Stylish, Spiritually Inclined Gangster Movie

Produced by Alicia J. Keyes (no, not that one), with the writing and direction from Mateo Frazier and Diego Joaquin Lopez, two first timers, have put together an ambitious debut film, that aspires to be a lot of things, all at once. It was quite a risk to take this approach, but, in actual fact works fairly well. It isn’t a perfect film, by any stretch of the imagination, but it appears to ultimately achieve, what the team were trying for, which is all one can ask. The last film I reviewed that was comparable to this was Once Upon a Time in Brooklyn, another low-budget gangster movie, but through the eyes of an Italian-American hood. Blaze You Out is about Latino gangsters, and a pair of sisters, caught up in something they know nothing about.

Blaze You Out
Directed by
Mateo Frazier and Diego Joaquin Lopez
Veronica Diaz-Carranza, Melissa Cordero, Elizabeth Peña, Mark Adair-Rios, Q’orianka Kilcher
Release Date
30 July, 2013
Influx Grade: C+

Five years ago, Lupe and Alicia lost their mother, so now Lupe looks after her younger sister as best she can. Lupe is a DJ, with a regular following, who enjoy her stuff, but Alicia is getting to be a handful. Alicia and boyfriend, go to his place to fool around, but while in the middle of sex, a crazy looking bald dude, Whitey (Mark Adair-Rios), sneaks in and surprises them. Whitey tells them he’s there to “blaze them out,” and then proceeds to make up a loaded heroin shot. At gunpoint, Whitey makes the boyfriend inject himself, but as this is happening, Alicia escapes in her car. The opening scene in Blaze You Out, sees a crazy looking Whitey torture some poor guy with a blowtorch, and he is very convincing.

Alicia rushes home to quickly grab her belongings, and Lupe wants to know why, but Alicia tells her she never listens to her, so why should she care now. They have more words, then Alicia drives away, leaving Lupe in the dark about what has just gone down. Not the greatest idea to have, when a killer is going to hunt for you, and you know the first place he’ll look is your home. Whitey tells his mother (who had to chasten him first), about Alicia getting away, to which mother, Dona (Elizabeth Peña) warns him to sort out. Whitey will stop at nothing, and kill anyone who gets in his way, and Dona is as crazy as her son.

The acting in Blaze, is very good, thanks to a very able cast, who give some fine performances. Veronica Diaz-Carranza as Lupe, was very good, with Melissa Cordero playing sister Alicia. It was nice seeing the talented Q’orianka Kilcher (Demi), sporting a massive Mohawk hairdo. Mark Adair-Rios played the cruel Whitey, with much-needed zeal, and may finally get himself noticed, for something other than small TV roles. I’m sure I haven’t ever seen Elizabeth Peña play an evil gangsta mama before.

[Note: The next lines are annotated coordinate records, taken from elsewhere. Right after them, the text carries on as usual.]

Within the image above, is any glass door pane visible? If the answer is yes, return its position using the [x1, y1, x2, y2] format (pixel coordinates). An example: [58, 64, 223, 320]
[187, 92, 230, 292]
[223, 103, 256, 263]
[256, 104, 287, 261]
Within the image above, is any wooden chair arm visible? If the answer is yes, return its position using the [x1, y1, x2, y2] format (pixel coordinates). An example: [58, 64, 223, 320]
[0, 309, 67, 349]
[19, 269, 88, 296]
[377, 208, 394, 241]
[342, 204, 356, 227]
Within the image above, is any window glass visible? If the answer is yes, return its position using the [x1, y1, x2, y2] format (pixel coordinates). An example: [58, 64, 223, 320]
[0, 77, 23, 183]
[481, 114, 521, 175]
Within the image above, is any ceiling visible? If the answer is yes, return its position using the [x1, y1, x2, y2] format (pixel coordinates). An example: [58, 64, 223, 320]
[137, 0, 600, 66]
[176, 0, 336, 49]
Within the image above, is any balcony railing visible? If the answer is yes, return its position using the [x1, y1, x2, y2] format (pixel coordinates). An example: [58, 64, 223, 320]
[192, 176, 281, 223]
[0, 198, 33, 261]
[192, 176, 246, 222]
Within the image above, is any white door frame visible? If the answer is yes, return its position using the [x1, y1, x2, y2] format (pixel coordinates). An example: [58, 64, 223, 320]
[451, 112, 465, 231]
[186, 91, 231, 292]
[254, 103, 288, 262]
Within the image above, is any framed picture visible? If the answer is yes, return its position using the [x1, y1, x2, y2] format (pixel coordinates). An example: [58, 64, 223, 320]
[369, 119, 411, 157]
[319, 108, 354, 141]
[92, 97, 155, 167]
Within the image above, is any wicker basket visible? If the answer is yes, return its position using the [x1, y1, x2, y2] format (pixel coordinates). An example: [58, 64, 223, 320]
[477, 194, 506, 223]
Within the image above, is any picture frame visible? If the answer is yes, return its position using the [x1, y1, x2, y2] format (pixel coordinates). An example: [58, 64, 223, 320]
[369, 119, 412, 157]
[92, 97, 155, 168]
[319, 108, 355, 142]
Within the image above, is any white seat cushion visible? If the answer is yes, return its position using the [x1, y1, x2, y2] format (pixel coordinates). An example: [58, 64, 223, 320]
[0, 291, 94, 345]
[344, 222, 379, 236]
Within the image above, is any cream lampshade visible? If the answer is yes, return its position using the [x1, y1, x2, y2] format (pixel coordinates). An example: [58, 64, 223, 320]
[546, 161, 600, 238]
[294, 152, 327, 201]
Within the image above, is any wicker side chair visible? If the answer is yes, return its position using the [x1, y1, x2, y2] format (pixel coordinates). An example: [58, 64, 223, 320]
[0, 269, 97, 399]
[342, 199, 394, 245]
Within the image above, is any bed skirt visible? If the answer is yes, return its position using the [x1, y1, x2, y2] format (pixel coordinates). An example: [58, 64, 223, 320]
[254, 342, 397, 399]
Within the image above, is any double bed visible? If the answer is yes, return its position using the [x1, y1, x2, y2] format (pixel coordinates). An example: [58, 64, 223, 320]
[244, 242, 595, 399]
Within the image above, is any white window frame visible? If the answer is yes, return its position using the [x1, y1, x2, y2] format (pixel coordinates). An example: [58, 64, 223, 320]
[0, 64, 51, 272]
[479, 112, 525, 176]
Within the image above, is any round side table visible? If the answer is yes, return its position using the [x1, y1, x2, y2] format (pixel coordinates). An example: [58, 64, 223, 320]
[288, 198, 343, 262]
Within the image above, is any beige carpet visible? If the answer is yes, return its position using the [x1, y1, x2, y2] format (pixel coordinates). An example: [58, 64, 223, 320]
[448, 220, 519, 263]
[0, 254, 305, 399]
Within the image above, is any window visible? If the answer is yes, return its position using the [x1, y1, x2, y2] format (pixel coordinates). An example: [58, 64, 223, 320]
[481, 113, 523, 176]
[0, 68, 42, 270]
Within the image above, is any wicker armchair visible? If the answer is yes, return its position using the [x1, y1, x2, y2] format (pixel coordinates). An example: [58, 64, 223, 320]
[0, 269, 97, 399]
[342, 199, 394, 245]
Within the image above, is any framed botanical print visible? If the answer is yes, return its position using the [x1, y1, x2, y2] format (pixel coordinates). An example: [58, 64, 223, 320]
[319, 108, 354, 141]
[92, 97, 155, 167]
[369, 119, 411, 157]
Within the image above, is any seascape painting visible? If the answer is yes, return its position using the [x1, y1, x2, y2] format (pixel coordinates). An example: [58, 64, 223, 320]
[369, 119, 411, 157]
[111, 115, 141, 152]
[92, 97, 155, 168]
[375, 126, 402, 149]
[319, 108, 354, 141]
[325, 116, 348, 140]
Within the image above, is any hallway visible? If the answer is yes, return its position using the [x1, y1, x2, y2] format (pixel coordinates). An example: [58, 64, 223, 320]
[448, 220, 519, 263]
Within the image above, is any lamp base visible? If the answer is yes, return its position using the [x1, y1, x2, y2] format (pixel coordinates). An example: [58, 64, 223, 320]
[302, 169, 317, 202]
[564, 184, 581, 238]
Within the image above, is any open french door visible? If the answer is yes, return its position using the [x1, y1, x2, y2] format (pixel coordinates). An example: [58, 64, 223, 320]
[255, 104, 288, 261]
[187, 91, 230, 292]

The story, at least, isn’t too run-of-the-mill gangster, with heavy touches of religious symbolism throughout, and while that isn’t quite my thing, I did enjoy the attempt at originality. I found it a little slow during the middle act, but the story, and the telling of said story, were done creatively enough to set that small issue aside. This may have a smaller market than some, but this is a film, anyone into the crime genre should appreciate, and this is definitely better than most opening flicks of this fashion.